Outcomes vs Outputs: Are You Getting Results or Just Executing Your Plans?

“Quality without results is pointless. Results without quality is boring.” – Johan Cruyff, Dutch professional football player and coach

Over the last 20 years plus working with CEO and executive teams, one constant theme is Outcomes vs Outputs.

When people set their goals in planning sessions, they often say, “I did all the work and I completed the plan.”

Yes, but you didn’t get the results or outcomes.

As companies grow and end up with more management and staff, there often seems to be a gradual degradation of the focus outcomes, and more on processes, and implementing plans, projects and programs.

This is lethally dangerous.

At the end of the day, hockey is about goals, football is about touchdowns – and business is about results.

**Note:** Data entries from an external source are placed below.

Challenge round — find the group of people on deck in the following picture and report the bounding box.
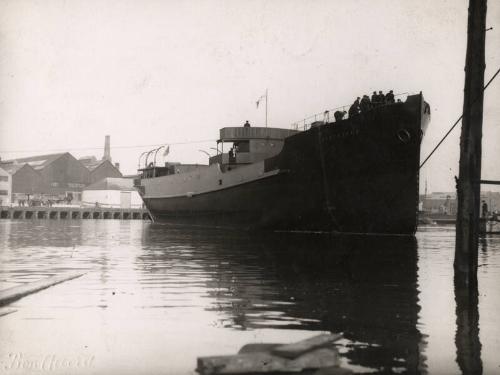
[336,90,398,120]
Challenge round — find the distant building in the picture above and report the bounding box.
[82,178,143,208]
[0,166,12,205]
[420,191,500,215]
[1,153,90,202]
[0,136,124,205]
[420,192,457,214]
[0,163,43,203]
[79,156,122,184]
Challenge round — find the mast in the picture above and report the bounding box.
[265,89,268,128]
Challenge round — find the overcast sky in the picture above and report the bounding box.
[1,0,499,192]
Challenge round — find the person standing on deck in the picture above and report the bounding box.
[378,91,386,105]
[371,91,379,107]
[348,97,360,118]
[334,110,347,122]
[243,121,251,127]
[386,90,395,104]
[360,95,371,112]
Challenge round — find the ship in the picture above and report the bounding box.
[136,93,431,235]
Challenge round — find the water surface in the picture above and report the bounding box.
[0,220,499,374]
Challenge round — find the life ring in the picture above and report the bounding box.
[397,129,411,144]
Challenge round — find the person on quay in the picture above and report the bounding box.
[482,201,488,218]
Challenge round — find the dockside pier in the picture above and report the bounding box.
[0,206,151,220]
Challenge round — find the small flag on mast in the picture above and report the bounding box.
[256,92,267,108]
[255,89,269,128]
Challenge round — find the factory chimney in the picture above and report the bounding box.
[103,135,112,162]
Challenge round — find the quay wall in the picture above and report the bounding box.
[0,206,151,220]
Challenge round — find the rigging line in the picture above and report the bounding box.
[0,139,217,154]
[419,66,500,170]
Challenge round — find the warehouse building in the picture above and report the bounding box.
[0,163,43,204]
[0,136,125,205]
[1,153,89,203]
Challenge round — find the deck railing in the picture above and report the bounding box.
[291,92,410,131]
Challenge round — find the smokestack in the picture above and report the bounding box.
[103,135,112,162]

But for very logical reasons, people get caught up in an activity or a process focus, versus an outcome orientation:

  • As costs get bigger, it’s harder to measure the results of big projects
  • Human beings tend to shy away from accountability, if they can
  • There’s often a lack of the kind of disciplined thinking that it takes to quantify the result you expect.

A Matter of Perspective

If we look at this from the perspective of a CEO or business leader, you can either have your team focused on doing the work, or on the outcomes. If they degrade to focus on checking boxes, they could check the wrong box, and do the wrong work. In outcome-oriented companies, many of the projects simply wouldn’t get approved.

The challenge for most leaders is to makes sure there is an outcome focus on everything.

Then people can look for more creative or inexpensive ways to get the job done. This requires immense discipline.

The Questions

One of the CEOs I work with uses this question to help: What must we do to win this quarter?

MUST. Not could, should or would like to, but must – and what is the financial impact on the business?

Even if it’s simple, rough math, quantifying the impact of a project is key.

An Example

You want to implement an new CRM project in your company (after all, everyone’s doing it, so it must be a good thing, right?) – but unless you can prove that it will reduce your total cost of marketing, decrease your lead costs, or increase your quality of leads – something! – it’s just another project to entertain the people on your team.

Most companies will implement the CRM, the vendor will give them an award for something (great marketing strategy by the software company) and call it a success. But the lead cost doesn’t move. Of course, it doesn’t. It doesn’t happen just because you have new software.

Establishing a target you have to hit that forces the creativity, learning and optimization to get you there – like the cost per lead is going to go from $75 to $50 – is just the beginning. You also need mechanisms to track progress, and to hold people to it – otherwise, you’ll have wonderful new capability, and marketing costs just went from 5% of sales to 6%.

I’m a big believer in things like CRM and know that the value comes not in the implementation, but in the optimization the following year.

It takes probably 20, 30, 50 or maybe 100 adjustments and revisions, to actually get the outcome you want. You have to work it, and manage it, and spend hours sweating over how to leverage it. Then and only then can you get the lead costs down. That’s the hard work, and most companies don’t do it.

It doesn’t matter the project. On the operation side it’s often easier, but for other support services, it’s important not to allow people to degrade into a process, project or doing-the-work orientation.

The discipline is to have an outcome orientation on everything.